Open brianthomas opened 9 years ago
I just wouldn't say "ASCII" though. Modern text editors can handle unicode.
This may be a diversion...but I was thinking of how XML has a processing instruction up on the first line which advertising the encoding, e.g.
<?xml version="1.1" encoding="UTF-16"?>
For example. The processing instruction only uses charcters from ASCII so you are always safe in knowing that you can read that first line and know what the rest of the file will contain.
I'd actually considered a similar use case something on the lines of "an astronomer has a data file and wants a really quick look at what it contains without having to run any specialised software"; I certainly often use "more file.fits" as a quick way of looking at the primary header of a FITS file and I don't think I'd be the only one who does this or something similar. I think this sounds quite similar to the use case Brian was considering,
What I was thinking of in this case - and I probably wasn't as specific as I might have been, because I was trying to keep from drifting into requirements - was more the case where you really want to work with the data 'properly' as opposed to just have a quick look, but you can no longer get the now-outdated 'standard' access software to run.
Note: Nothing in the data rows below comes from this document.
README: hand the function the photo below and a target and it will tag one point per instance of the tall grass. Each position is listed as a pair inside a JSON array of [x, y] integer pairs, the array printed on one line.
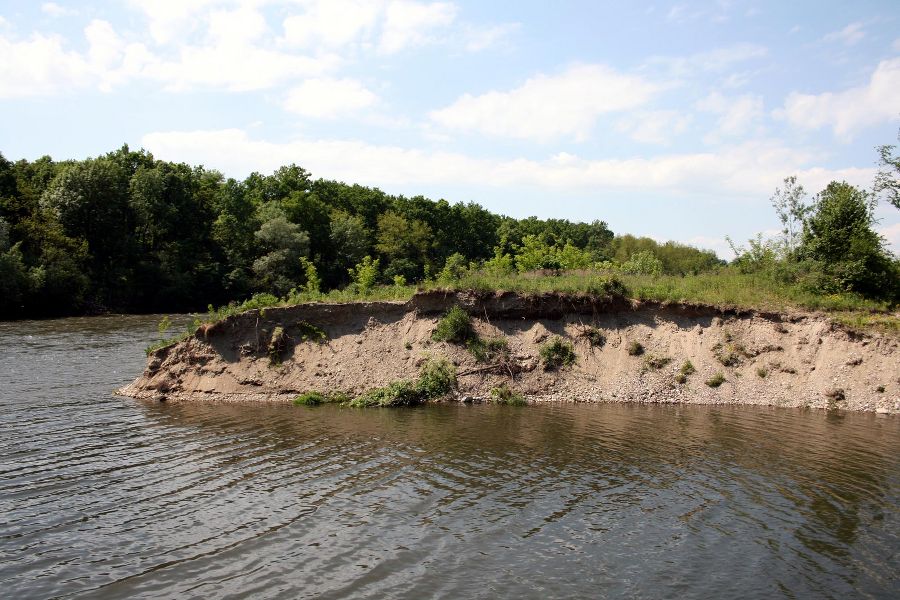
[[725, 289]]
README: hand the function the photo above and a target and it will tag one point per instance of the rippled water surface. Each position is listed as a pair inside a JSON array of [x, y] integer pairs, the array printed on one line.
[[104, 497]]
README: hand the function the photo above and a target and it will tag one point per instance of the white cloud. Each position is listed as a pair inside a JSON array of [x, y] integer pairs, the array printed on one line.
[[713, 61], [737, 115], [328, 98], [851, 110], [654, 127], [480, 38], [39, 66], [411, 23], [546, 107], [750, 170], [332, 23], [172, 19], [848, 36], [892, 234], [55, 10]]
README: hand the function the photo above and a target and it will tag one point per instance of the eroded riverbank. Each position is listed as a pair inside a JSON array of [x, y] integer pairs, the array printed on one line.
[[788, 360]]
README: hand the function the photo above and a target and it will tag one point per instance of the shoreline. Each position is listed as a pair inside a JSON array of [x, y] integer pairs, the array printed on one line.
[[769, 359]]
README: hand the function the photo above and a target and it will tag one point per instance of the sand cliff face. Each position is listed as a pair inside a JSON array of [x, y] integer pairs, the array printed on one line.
[[767, 359]]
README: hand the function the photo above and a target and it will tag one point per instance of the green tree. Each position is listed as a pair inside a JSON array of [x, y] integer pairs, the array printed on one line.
[[887, 181], [839, 235], [790, 206], [284, 243]]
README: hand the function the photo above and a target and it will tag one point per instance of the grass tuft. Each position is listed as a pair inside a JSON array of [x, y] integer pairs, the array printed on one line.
[[557, 353], [503, 394], [716, 380]]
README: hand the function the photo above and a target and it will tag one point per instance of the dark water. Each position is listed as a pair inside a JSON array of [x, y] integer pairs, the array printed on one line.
[[103, 497]]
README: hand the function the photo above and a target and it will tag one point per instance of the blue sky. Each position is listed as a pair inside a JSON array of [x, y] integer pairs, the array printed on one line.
[[675, 120]]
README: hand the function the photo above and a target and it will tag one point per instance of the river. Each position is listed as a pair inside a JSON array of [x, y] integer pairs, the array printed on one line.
[[107, 497]]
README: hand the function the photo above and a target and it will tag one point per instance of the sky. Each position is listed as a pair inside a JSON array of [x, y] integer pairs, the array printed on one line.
[[674, 120]]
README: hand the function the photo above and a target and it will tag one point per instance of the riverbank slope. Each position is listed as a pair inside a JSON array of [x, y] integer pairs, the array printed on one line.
[[625, 352]]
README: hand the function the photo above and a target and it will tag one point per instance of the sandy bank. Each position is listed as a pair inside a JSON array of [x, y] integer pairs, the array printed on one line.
[[790, 360]]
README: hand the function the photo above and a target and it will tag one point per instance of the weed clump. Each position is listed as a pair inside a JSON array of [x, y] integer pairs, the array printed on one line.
[[503, 394], [655, 362], [486, 350], [313, 398], [437, 378], [455, 327], [557, 353], [716, 380], [685, 371], [635, 349], [594, 337]]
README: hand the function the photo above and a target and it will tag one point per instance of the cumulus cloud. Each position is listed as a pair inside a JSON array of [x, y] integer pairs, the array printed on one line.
[[851, 110], [411, 23], [654, 127], [848, 36], [548, 106], [737, 115], [749, 170], [53, 9], [328, 98]]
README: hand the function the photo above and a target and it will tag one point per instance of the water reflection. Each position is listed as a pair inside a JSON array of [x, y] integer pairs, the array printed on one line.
[[105, 497]]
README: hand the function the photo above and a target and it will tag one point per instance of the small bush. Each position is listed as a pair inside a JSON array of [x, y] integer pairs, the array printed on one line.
[[503, 394], [655, 362], [686, 370], [311, 333], [486, 350], [437, 378], [317, 398], [557, 353], [277, 345], [455, 327], [716, 380], [635, 349], [594, 337], [396, 393]]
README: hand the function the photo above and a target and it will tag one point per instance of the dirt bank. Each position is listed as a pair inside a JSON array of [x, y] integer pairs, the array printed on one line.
[[790, 360]]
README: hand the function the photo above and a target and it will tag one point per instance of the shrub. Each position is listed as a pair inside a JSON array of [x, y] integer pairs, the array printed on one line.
[[313, 398], [557, 353], [396, 393], [485, 350], [455, 327], [503, 394], [656, 362], [716, 380], [594, 337], [437, 378], [686, 370]]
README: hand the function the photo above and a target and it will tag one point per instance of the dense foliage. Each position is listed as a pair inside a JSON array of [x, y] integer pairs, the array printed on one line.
[[127, 232]]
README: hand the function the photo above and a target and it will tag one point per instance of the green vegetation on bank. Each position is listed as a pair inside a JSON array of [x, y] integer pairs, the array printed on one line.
[[127, 232]]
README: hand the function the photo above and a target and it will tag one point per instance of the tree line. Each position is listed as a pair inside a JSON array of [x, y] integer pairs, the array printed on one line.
[[126, 232]]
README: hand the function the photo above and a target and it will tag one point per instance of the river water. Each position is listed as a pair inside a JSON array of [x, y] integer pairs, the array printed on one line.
[[105, 497]]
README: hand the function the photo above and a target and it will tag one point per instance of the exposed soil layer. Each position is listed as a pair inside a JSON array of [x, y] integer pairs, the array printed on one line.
[[790, 360]]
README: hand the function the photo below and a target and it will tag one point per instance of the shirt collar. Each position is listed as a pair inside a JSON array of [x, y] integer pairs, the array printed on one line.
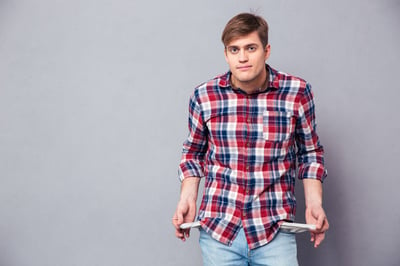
[[273, 81]]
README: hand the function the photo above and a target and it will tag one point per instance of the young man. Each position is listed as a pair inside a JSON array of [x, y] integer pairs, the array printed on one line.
[[247, 128]]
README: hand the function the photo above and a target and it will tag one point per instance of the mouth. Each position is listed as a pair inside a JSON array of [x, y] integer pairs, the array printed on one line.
[[243, 68]]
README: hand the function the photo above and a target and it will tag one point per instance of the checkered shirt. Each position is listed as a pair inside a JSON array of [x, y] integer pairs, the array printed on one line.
[[246, 146]]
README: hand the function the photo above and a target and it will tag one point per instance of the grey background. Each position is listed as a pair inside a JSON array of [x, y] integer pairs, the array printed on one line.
[[93, 111]]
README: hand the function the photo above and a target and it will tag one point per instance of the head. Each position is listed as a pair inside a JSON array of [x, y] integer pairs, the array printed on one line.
[[244, 24], [245, 38]]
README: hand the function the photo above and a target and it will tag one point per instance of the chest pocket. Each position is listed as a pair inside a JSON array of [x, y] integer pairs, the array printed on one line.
[[277, 126]]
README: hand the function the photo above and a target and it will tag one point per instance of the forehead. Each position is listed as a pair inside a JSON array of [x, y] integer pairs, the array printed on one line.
[[248, 39]]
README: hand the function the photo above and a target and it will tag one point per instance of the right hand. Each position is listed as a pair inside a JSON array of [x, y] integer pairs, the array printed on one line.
[[185, 213]]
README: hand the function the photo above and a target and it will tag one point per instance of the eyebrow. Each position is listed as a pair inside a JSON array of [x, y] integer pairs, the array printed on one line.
[[247, 45]]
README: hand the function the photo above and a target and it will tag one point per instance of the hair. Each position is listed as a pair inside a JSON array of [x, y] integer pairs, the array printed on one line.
[[243, 24]]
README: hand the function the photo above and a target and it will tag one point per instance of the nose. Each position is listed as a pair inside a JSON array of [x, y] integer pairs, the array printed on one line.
[[243, 55]]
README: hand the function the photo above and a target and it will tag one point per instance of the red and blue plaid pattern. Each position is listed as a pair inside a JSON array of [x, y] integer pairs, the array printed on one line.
[[246, 148]]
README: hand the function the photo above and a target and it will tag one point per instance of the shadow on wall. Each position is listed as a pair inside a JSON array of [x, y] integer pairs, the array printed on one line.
[[331, 252]]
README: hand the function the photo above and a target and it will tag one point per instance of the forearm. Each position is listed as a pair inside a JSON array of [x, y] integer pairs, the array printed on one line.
[[312, 192], [189, 188]]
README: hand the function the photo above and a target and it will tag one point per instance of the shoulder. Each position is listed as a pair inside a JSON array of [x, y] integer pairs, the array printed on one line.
[[212, 86], [285, 81]]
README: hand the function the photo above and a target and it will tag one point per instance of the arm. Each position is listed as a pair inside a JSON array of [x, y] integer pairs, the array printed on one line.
[[186, 208], [311, 166], [190, 170], [315, 214]]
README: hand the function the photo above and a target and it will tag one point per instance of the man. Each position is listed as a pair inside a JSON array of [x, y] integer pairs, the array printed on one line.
[[247, 128]]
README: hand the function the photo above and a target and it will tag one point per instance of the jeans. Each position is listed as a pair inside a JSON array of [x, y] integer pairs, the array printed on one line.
[[281, 251]]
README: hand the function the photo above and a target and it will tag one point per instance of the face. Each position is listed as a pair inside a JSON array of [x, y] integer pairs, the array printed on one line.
[[246, 58]]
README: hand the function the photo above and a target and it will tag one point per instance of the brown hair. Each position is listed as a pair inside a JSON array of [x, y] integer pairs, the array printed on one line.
[[244, 24]]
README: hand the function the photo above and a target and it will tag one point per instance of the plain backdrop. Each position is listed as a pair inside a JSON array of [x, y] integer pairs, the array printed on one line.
[[93, 113]]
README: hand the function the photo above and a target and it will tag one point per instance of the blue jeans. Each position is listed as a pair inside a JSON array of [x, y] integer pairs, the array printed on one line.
[[281, 251]]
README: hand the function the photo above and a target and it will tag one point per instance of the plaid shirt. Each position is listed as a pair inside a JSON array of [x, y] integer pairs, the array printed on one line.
[[246, 145]]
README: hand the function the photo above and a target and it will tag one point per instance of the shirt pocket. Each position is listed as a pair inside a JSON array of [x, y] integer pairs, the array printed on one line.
[[277, 126]]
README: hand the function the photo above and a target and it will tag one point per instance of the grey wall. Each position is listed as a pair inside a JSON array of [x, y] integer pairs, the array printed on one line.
[[93, 106]]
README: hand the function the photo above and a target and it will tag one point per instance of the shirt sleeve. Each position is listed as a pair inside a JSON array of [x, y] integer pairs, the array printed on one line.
[[195, 146], [310, 151]]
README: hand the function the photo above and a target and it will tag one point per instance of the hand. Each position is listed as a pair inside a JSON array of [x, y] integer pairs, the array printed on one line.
[[185, 213], [316, 215]]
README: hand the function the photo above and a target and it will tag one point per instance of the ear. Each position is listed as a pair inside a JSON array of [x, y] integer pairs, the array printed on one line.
[[226, 55], [267, 51]]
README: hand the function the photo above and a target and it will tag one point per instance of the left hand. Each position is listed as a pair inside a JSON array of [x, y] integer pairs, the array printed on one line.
[[316, 215]]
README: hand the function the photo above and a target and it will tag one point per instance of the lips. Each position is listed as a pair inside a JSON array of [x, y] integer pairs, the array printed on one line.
[[244, 68]]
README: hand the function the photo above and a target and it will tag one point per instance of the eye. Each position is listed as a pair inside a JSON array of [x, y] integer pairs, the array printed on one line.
[[251, 48], [233, 50]]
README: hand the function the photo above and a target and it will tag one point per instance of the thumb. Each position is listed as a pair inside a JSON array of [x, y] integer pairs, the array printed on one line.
[[320, 221]]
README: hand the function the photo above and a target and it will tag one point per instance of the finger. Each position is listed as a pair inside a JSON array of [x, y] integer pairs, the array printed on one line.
[[320, 222], [318, 239]]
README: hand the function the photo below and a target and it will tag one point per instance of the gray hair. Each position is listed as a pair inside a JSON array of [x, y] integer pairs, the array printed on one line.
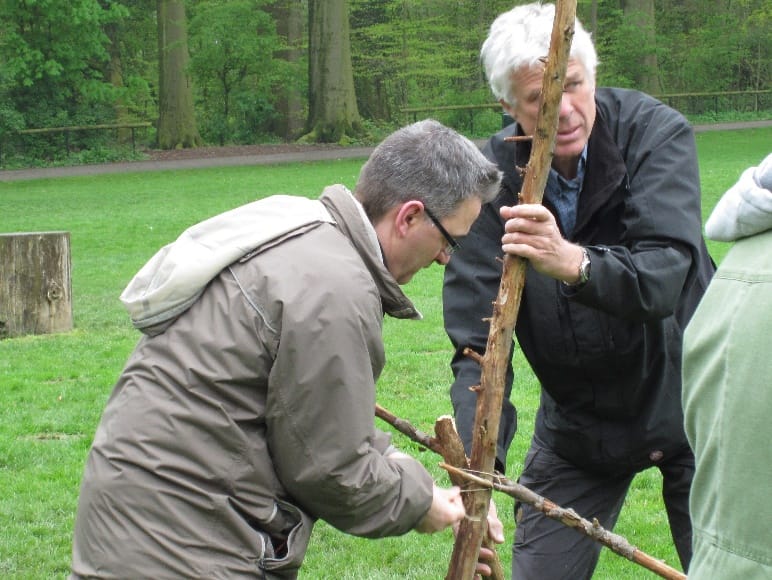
[[520, 38], [428, 162]]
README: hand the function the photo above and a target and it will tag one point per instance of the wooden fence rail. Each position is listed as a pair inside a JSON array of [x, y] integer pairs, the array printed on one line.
[[687, 103], [133, 126]]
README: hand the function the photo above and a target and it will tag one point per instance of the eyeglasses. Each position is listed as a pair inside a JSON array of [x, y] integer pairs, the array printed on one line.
[[453, 245]]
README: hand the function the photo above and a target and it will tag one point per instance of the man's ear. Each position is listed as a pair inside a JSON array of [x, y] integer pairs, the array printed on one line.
[[408, 215], [507, 108]]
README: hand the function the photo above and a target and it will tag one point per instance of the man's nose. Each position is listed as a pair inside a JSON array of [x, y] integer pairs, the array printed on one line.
[[566, 106], [442, 257]]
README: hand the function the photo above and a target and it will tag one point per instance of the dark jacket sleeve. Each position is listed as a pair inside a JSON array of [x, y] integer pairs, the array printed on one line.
[[644, 274], [472, 280]]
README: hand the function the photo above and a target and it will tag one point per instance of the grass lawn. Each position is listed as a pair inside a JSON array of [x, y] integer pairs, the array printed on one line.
[[53, 388]]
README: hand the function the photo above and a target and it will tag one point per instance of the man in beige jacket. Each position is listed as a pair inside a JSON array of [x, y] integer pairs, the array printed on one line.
[[245, 412]]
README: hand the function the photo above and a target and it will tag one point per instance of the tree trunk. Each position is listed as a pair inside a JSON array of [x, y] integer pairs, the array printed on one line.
[[176, 118], [333, 113], [289, 26], [35, 287], [114, 74]]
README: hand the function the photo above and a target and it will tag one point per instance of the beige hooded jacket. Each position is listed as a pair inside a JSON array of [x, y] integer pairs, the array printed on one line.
[[250, 415]]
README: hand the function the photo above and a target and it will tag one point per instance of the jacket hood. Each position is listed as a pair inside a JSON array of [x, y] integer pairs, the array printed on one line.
[[746, 208], [175, 276], [352, 221]]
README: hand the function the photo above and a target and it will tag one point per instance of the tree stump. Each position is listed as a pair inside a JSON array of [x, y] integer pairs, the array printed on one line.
[[35, 285]]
In which case you have to go back to the documentation of the format and roll your own. One would hope that with a successful format, the standard access software would be maintained, but I thought it was worth having this case in, if only because a perceived strength of FITS is that its basically simple format makes rolling your own something one could imagine doing. (Note the 'perceived' there.)
I was originally assuming that the sort of requirement that would follow from this was that at a bare minimum the format would be documented at the byte level rather than just through an API. And the same would go for how the data model was implemented in terms of, say, named items in the structure. "Simple and uses ASCII/unicode" are requirements that might follow from the 'quick look' use case I mentioned at the start. ("Simple" is good anyway, but probably finds itself at odds with "flexible".)
What I'm starting to appreciate is the extent to which serialisation is a separate issue to the file layout - and that there might not necessarily be a file layout at all (the data base option, or even to some extent the CASA 'a "file" is actually a directory' option).
I'm personally inclined to see this and Brian's case as two separate use cases, one about being able to recover science from archived data and one about being able to use quick look standard utilities to look at a serialised file. (There may even be a bit of overlap with Mark's case 8 on language support, although I read that as being able to add an API for a new language, possibly/probably on top of an existing API in something like C++, rather than a roll your own case.)
@KeithShortridge, it sounds like your intention and mine are quite similar here. I my use case 8 I certainly have in mind, as at least one example of this, that for whatever reason you want to be able to access existing serialised data without having to go through an existing standard or official access library. One reason you might want to do that is the standard library becoming unsupported; another is use from a language which does not talk nicely to the language in which the standard access library is implemented (e.g. C from javascript or java). Again I was trying to avoid straying into requirements territory, but maybe ended up being insufficiently explicit.
Like you, I believe documentation of the file format [if there is a file format] at byte level is one, er, requirement to support this usage, but it's not sufficient - the format also has to be sufficiently simple that it is actually feasible to re-implement from scratch, which does not necessarily follow.
Perhaps one or other of us should re-draft our use cases to make it clearer what we've got in mind here - though as you say, it's hard to do it without talking about requirements. Brian?
I think we learn as we go about how best to execute the project. I still think that in general we should try to keep to a process of use case-requirements-vote-write paper. In this case I think its OK to talk requirements particularly since you want to use it to firm up a common use-case.
OK I have provisionally added a paragraph to use case #8. But if others feel this concern is better handled by amending #11 instead, or adding a new use case, I could retract that.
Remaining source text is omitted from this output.